IBM POWER8 HPC System Accelerates Genomics Analysis with SMT8 Multithreading

Advances in the data and compute intensive scientific use case of Hadoop

Published August 2016

Current compute technologies and scientific methods for Big Data analysis today are demanding more compute cycles per processor than ever before, with extreme I/O performance to match. An LSU and IBM collaboration has demonstrated dramatic speedups on genomic analysis.

Despite multiple prior Hadoop Genome analysis attempts on an existing 120-node Intel Xeon-based LSU HPC cluster, a large metagenome dataset could not be analyzed in a reasonable period of time on existing LSU resources. Knowing the extraordinary capabilities for big data analysis offered by IBM Power Systems, the LSU Center for Computational Technologies staff and researchers turned to IBM for help.

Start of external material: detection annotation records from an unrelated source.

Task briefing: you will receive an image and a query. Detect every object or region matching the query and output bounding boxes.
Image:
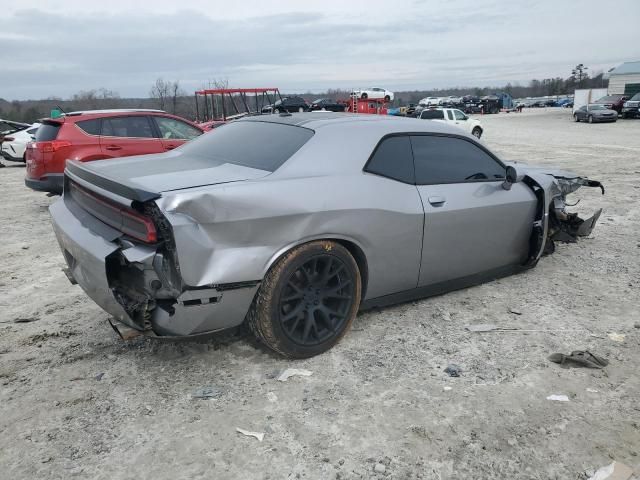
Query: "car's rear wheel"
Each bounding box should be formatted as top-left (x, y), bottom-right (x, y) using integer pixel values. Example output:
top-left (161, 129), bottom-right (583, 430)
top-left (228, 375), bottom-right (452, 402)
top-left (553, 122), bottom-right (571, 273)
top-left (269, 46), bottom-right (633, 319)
top-left (247, 241), bottom-right (362, 358)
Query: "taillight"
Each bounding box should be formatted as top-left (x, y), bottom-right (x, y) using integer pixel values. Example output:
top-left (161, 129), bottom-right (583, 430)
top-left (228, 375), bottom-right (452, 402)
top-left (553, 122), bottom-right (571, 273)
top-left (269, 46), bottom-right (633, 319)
top-left (35, 140), bottom-right (71, 153)
top-left (69, 182), bottom-right (158, 243)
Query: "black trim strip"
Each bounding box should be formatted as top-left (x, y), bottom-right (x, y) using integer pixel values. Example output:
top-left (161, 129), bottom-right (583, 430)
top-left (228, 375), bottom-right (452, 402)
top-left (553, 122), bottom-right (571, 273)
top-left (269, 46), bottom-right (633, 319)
top-left (64, 160), bottom-right (162, 202)
top-left (360, 265), bottom-right (528, 311)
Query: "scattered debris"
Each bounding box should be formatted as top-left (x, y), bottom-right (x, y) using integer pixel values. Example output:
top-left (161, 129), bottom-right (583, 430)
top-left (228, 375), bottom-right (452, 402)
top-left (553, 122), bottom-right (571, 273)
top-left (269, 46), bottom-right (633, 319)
top-left (548, 350), bottom-right (609, 368)
top-left (267, 392), bottom-right (278, 403)
top-left (191, 387), bottom-right (222, 400)
top-left (547, 395), bottom-right (569, 402)
top-left (588, 462), bottom-right (633, 480)
top-left (236, 427), bottom-right (264, 442)
top-left (373, 463), bottom-right (387, 473)
top-left (465, 323), bottom-right (500, 332)
top-left (607, 332), bottom-right (626, 343)
top-left (276, 368), bottom-right (313, 382)
top-left (13, 317), bottom-right (40, 323)
top-left (444, 363), bottom-right (462, 377)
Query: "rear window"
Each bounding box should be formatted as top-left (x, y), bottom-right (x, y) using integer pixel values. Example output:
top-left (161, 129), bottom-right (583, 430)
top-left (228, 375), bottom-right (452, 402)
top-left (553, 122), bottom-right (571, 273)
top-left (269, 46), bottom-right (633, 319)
top-left (76, 118), bottom-right (100, 135)
top-left (36, 123), bottom-right (61, 142)
top-left (420, 110), bottom-right (444, 120)
top-left (180, 121), bottom-right (314, 172)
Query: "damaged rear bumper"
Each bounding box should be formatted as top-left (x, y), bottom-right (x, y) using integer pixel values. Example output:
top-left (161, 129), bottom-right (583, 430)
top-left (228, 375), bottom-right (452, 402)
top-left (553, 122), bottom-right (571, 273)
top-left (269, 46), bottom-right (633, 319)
top-left (50, 199), bottom-right (259, 339)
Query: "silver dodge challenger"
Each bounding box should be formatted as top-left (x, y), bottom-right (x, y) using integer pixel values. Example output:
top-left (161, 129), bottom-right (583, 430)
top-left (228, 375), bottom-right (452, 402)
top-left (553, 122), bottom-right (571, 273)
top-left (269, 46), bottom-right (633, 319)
top-left (50, 113), bottom-right (604, 358)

The existing Hadoop-based method was ported to an IBM Customer Center 40 Node POWER8 cluster running Ubuntu 14.10 and IBM Spectrum Scale (formerly GPFS). The result was astonishing: The 1st phase of the Hadoop analysis on the huge 3.2TB metagenome dataset was rendered in 6.25 hours, using only 40 nodes. LSU and IBM are excited to report on these promising advances in this data and compute intensive scientific use case of Hadoop.